There were no deaths at any of the aerosol concentrations tested in the present study.

Clinical signs:

other: Transient dyspnea confined to the day of exposure, ruffled fur and curved body position confined to the day of exposure and the day afterwards were evident in both dose groups, whereby at 7.015 mg/L air findings were slightly more severe or extended over

Body weight:

Body weight gain was not adversely affected by treatment. In male animals a dose related increase in bodyweight gain was apparent during the week after the inhalation exposure.

Gross pathology:

Macroscopic examination of each animal revealed mottled or reddish lungs in a number of treated animals, whereby the incidence of findings was not dose related.
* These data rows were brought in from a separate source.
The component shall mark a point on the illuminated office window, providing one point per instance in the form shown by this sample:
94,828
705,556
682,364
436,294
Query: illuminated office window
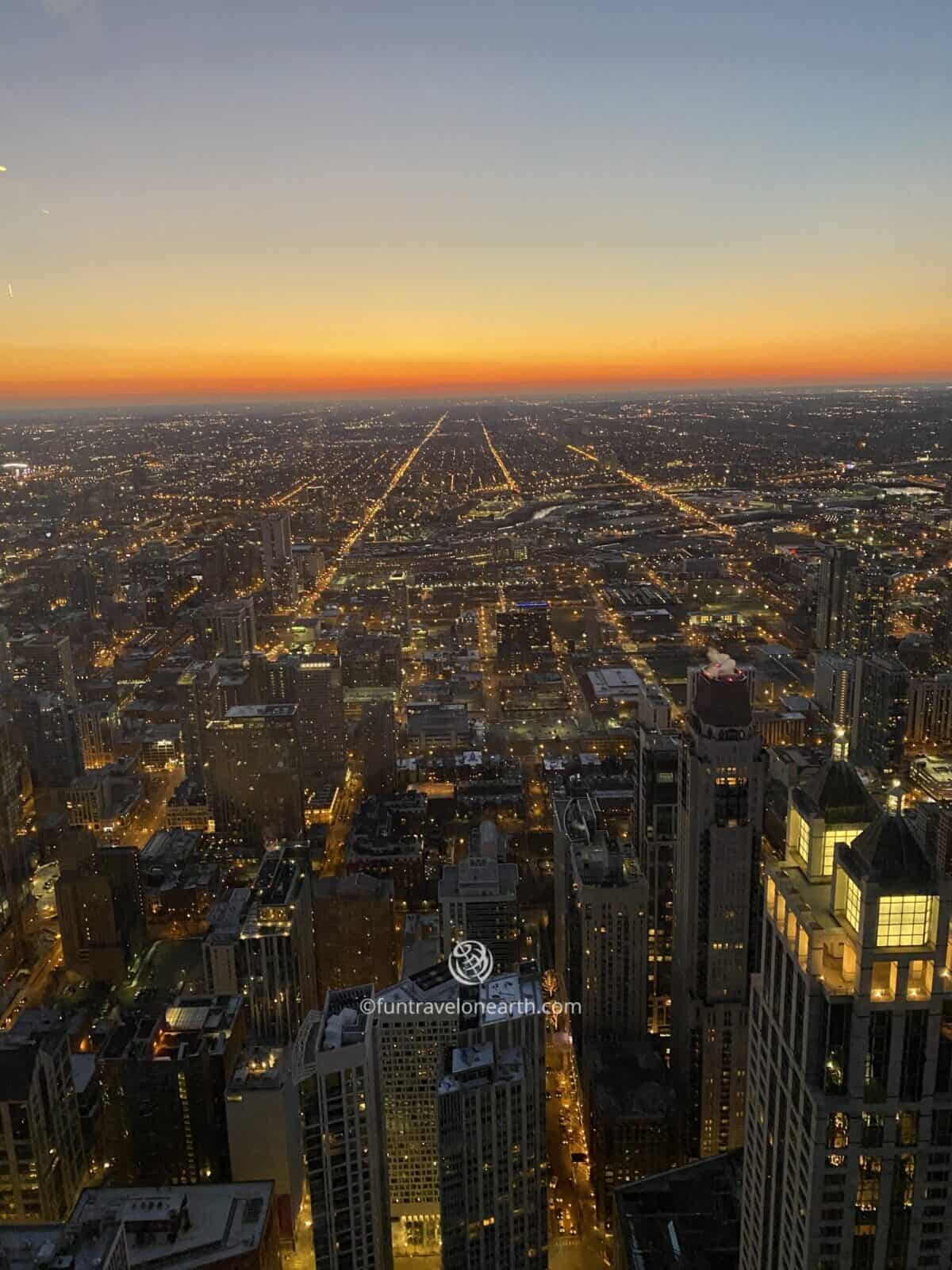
852,905
905,921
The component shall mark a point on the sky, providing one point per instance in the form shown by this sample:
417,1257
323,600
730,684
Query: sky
230,198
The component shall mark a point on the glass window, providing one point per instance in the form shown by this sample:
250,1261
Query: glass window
852,903
905,921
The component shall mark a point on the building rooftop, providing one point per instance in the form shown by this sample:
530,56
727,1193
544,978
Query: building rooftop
683,1219
184,1227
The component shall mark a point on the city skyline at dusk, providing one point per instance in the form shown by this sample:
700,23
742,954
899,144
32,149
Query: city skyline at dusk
236,202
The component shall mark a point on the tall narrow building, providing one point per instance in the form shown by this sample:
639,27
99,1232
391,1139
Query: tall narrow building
654,836
850,1124
880,713
251,761
278,559
717,907
492,1159
313,683
602,921
343,1128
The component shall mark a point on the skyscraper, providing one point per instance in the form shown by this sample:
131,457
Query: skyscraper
102,908
833,687
41,1140
399,601
359,937
654,840
343,1130
48,730
850,1122
378,745
880,713
524,638
163,1089
479,901
313,683
852,603
253,774
48,664
278,559
602,922
716,914
492,1160
197,700
268,948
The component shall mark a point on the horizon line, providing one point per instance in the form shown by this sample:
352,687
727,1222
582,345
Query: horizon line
473,393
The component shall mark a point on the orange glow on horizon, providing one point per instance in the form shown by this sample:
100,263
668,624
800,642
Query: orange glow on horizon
112,376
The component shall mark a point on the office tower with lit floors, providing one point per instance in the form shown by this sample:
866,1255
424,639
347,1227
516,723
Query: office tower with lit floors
490,1162
343,1130
266,944
278,559
251,766
41,1138
654,841
399,591
524,638
48,666
850,1121
602,922
378,745
880,713
717,910
314,683
852,603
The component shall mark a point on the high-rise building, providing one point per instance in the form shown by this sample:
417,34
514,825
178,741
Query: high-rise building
41,1140
313,683
232,1226
253,774
343,1130
359,931
852,603
930,721
14,872
880,713
163,1092
602,922
102,908
654,837
479,899
378,745
829,806
850,1122
99,729
866,622
197,704
48,664
48,730
399,592
371,660
716,914
263,1114
492,1161
278,559
266,944
831,595
524,638
225,629
833,687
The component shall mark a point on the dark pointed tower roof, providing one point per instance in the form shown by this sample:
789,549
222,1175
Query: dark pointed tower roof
837,793
889,855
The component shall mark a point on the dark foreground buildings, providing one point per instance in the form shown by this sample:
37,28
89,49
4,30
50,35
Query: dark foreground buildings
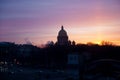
84,62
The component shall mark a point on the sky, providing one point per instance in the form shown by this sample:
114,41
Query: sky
39,21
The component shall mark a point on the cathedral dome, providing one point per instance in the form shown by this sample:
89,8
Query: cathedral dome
62,38
62,32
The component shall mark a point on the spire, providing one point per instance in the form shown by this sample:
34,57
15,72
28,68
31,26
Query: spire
62,27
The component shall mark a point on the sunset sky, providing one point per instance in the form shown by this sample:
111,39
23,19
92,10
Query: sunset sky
40,20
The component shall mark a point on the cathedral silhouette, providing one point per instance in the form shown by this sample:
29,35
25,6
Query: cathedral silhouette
62,38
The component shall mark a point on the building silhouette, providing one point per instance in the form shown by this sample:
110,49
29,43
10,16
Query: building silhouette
62,38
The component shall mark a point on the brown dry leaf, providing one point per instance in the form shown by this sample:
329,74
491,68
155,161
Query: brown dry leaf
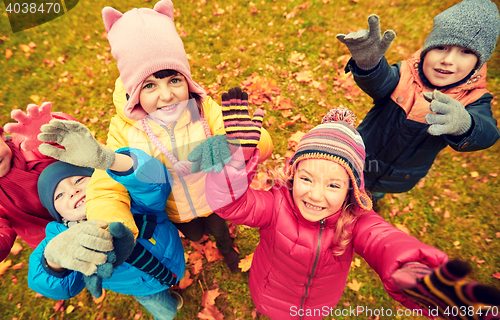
246,263
293,141
354,285
286,113
211,252
101,298
186,281
25,47
210,313
402,228
16,248
4,265
8,54
296,57
303,6
209,296
285,104
292,14
304,76
183,33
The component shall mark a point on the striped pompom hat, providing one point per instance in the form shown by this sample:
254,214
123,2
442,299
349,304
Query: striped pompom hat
335,139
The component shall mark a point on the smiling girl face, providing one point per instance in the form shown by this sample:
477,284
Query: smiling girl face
445,65
320,188
69,198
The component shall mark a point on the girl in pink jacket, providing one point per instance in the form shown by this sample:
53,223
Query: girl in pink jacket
313,222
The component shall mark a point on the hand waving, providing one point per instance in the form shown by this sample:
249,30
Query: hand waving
242,132
367,47
81,149
29,123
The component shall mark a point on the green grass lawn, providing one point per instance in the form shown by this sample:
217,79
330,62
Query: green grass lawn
284,51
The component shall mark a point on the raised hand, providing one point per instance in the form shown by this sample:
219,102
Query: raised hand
29,123
445,291
242,132
81,149
367,47
82,247
449,117
211,155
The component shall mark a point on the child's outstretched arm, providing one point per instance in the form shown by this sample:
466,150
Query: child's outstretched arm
81,149
29,124
445,292
449,117
367,47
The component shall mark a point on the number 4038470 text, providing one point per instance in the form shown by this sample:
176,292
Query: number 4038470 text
47,7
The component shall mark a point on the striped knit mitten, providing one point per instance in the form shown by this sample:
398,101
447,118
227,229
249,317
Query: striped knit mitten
144,260
242,132
443,292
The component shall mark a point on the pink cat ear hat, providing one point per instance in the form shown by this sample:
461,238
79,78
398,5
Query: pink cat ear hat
144,41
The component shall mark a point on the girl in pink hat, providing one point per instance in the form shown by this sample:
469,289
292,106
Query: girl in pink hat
164,112
313,220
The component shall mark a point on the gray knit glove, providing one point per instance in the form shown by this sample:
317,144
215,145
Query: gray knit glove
82,247
81,147
450,115
367,47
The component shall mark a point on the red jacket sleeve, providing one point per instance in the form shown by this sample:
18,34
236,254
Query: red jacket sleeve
7,235
387,249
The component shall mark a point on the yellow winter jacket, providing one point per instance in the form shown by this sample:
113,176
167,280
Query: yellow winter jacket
108,200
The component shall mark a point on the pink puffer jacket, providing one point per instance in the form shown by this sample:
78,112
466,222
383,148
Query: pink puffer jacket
293,266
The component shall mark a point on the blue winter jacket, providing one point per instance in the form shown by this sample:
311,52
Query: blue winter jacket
148,183
399,150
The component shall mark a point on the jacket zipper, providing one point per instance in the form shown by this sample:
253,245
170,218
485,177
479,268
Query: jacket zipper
176,155
322,226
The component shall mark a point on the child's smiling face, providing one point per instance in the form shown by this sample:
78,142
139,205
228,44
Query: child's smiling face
320,188
69,198
445,65
5,156
167,97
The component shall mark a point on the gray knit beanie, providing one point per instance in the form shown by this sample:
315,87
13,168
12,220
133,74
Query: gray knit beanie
471,24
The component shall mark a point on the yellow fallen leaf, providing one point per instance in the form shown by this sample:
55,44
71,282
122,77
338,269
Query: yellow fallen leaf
354,285
25,48
4,265
246,263
8,54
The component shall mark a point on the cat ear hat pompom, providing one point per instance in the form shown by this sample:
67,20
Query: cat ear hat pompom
335,139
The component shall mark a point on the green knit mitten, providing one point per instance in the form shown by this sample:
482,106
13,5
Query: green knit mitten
210,155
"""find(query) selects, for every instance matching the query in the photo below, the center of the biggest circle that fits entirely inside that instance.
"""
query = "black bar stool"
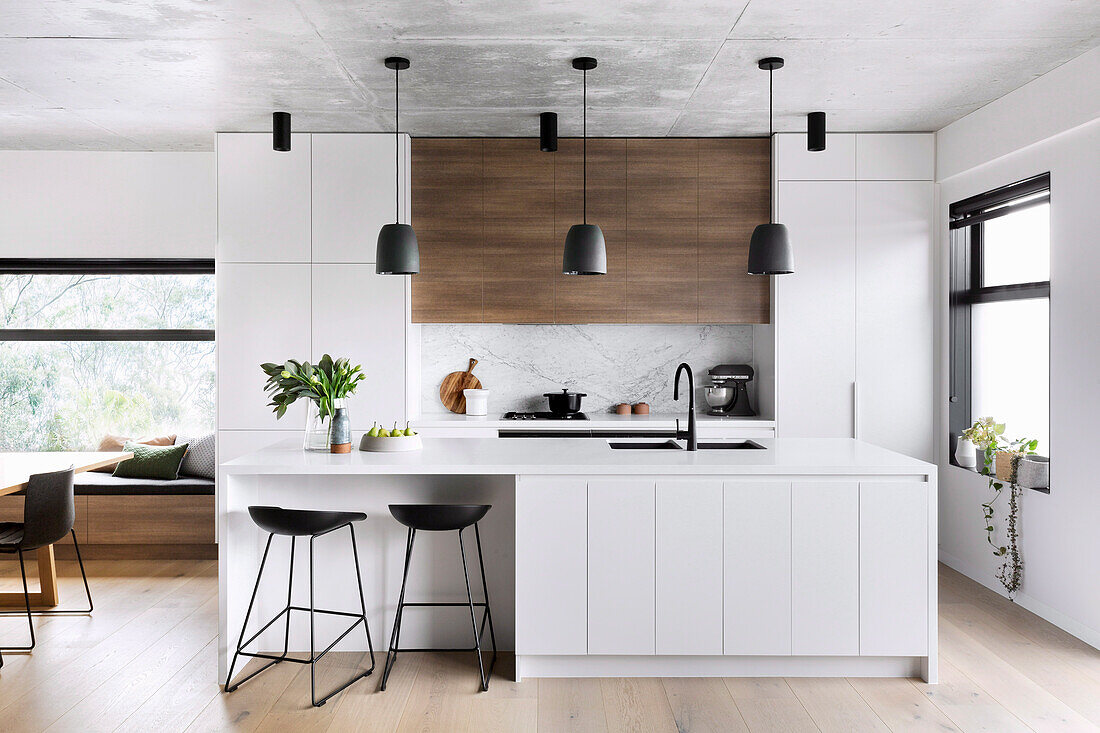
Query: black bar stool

Particle size distribution was considered to be acceptable for acute inhalation toxicity testing, as ca. 50% of the particle mass was ≤ 3 µm at each test aerosol concentration (derived from cascade impactor measurements).

Conclusions:

Nose only inhalation exposure of male and female rats to Pentane-1,2-diol (a structural analogue to Octane-1,2-diol) over 4 hours at gravimetrically determined mean aerosol concentrations of 3.380 or 7.015 mg/L air and at an acceptable particle size did not induce any mortality. Minor transient clinical signs, and necropsy findings in a number of treated animals were attributed the the test material but not considered relevant for toxicity classification. According to EU classification rules (REGULATION (EC) 1272/2008) the outcome of the present study does not necessitate any classification or labelling regarding acute inhalation toxicity.

Endpoint conclusion

Endpoint conclusion:

no adverse effect observed

Acute toxicity: via dermal route

Endpoint conclusion

Endpoint conclusion:

no study available

Additional information

Justification for classification or non-classification

In the acute oral toxicity study, all animals survived the limit dose of 2000 mg/kg. Therefore, classification of octane-1,2 -diol for acute oral toxicity is not required [REGULATION (EC) 1272/2008].

 

Based on the general low oral toxicity of octane-1,2 -diol (LD50 > 2000 mg/kg, no deaths at 1000 mg/kg/day in a repeated dose oral study during 90 days) high acute dermal toxicity is not to be expected. Therefore, classification of octane-1,2 -diol for acute dermal toxicity is not required.

Acute inhalation toxicity of octane-1,2 -diol is concluded by read-across from a study performed with pentane-1,2 -diol. The LC50 was > 7015 mg/m^3. Additionally, octane-1,2 -diol has a very low acute toxicity. Accordingly, classification of octane-1,2 -diol for acute inhalation toxicity is not required.